Dr. Robert Wachter, Editor, AHRQ WebM&M: Do you see infection prevention as part of the field of patient safety?
Dr. Alison Holmes: Yes, I do think the energy around the patient safety movement could have really been harnessed more. Globally the patient safety agenda may be slightly patchier in some places than infection prevention. But wherever the energy is, just use it—be opportunistic. It's all part of improving the quality of care and reducing harm. What could be more appropriate than applying the patient safety agenda to infection prevention?

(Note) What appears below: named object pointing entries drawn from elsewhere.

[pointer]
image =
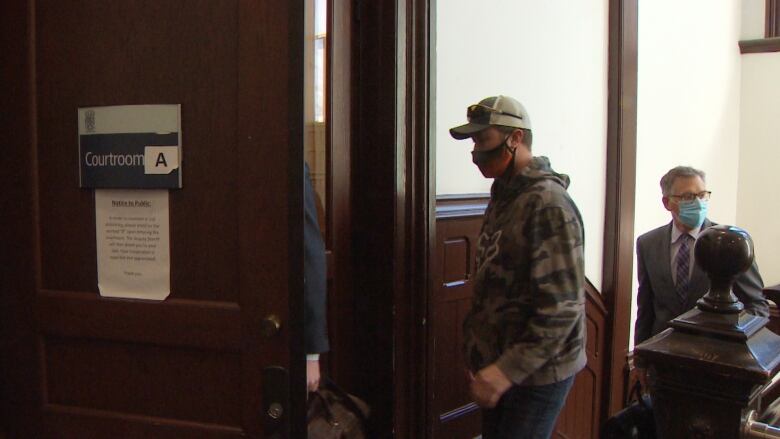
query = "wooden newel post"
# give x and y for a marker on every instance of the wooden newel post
(707, 371)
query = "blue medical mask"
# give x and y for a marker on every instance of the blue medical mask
(692, 213)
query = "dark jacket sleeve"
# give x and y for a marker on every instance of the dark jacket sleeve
(645, 316)
(749, 290)
(315, 273)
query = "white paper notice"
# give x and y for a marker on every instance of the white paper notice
(133, 243)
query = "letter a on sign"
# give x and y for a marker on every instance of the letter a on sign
(160, 159)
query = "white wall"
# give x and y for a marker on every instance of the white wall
(552, 57)
(688, 103)
(753, 19)
(758, 206)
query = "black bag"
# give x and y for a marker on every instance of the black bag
(633, 422)
(333, 413)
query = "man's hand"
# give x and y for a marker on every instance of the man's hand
(487, 386)
(312, 375)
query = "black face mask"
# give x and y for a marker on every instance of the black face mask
(482, 157)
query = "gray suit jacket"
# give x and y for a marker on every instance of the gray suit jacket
(658, 302)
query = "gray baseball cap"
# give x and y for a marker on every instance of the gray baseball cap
(495, 110)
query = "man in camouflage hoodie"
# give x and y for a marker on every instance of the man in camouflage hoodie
(525, 334)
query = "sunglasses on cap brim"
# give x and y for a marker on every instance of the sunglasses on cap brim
(481, 114)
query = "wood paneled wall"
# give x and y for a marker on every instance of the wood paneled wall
(451, 413)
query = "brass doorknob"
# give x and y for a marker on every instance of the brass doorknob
(270, 326)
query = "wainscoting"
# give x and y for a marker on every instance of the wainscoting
(452, 414)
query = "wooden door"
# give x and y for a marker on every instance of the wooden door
(76, 365)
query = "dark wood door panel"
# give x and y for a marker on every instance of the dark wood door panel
(189, 366)
(75, 423)
(174, 322)
(141, 379)
(92, 53)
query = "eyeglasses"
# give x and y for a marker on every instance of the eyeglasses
(690, 196)
(481, 113)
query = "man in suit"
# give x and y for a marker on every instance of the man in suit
(314, 285)
(670, 282)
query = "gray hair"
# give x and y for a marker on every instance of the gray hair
(679, 171)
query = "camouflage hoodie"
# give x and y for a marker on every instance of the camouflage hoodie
(528, 311)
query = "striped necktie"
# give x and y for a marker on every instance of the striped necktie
(683, 265)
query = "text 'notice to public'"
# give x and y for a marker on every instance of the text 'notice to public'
(133, 243)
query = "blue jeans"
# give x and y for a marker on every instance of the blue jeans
(526, 412)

RW: Infection prevention has been around much longer than the patient safety field. What are a few lessons that people in the infection world have learned that might be relevant to patient safety?
AH: The use of data to drive quality improvements—Florence Nightingale was looking at infection-related outcomes and mortality—and the surveillance of processes and outcomes related to infection intervention and antibiotic prescribing are really important. Issues that more recently have been taken on board are the need for multidisciplinary networks, embedding things in the structure of organizations to make sure the agenda is delivered, learning from the negatives like avoiding small technical teams not aligned with organizational frameworks, ensuring reinforcement from your academic partnerships and colleagues, making sure that the agenda is positively reinforced within hospitals supported by management and academia. Also, the antimicrobial resistance agenda has been there for a long time. It should have been much stronger and much more positively reinforced and recognized within the infection prevention agenda and the patient safety world.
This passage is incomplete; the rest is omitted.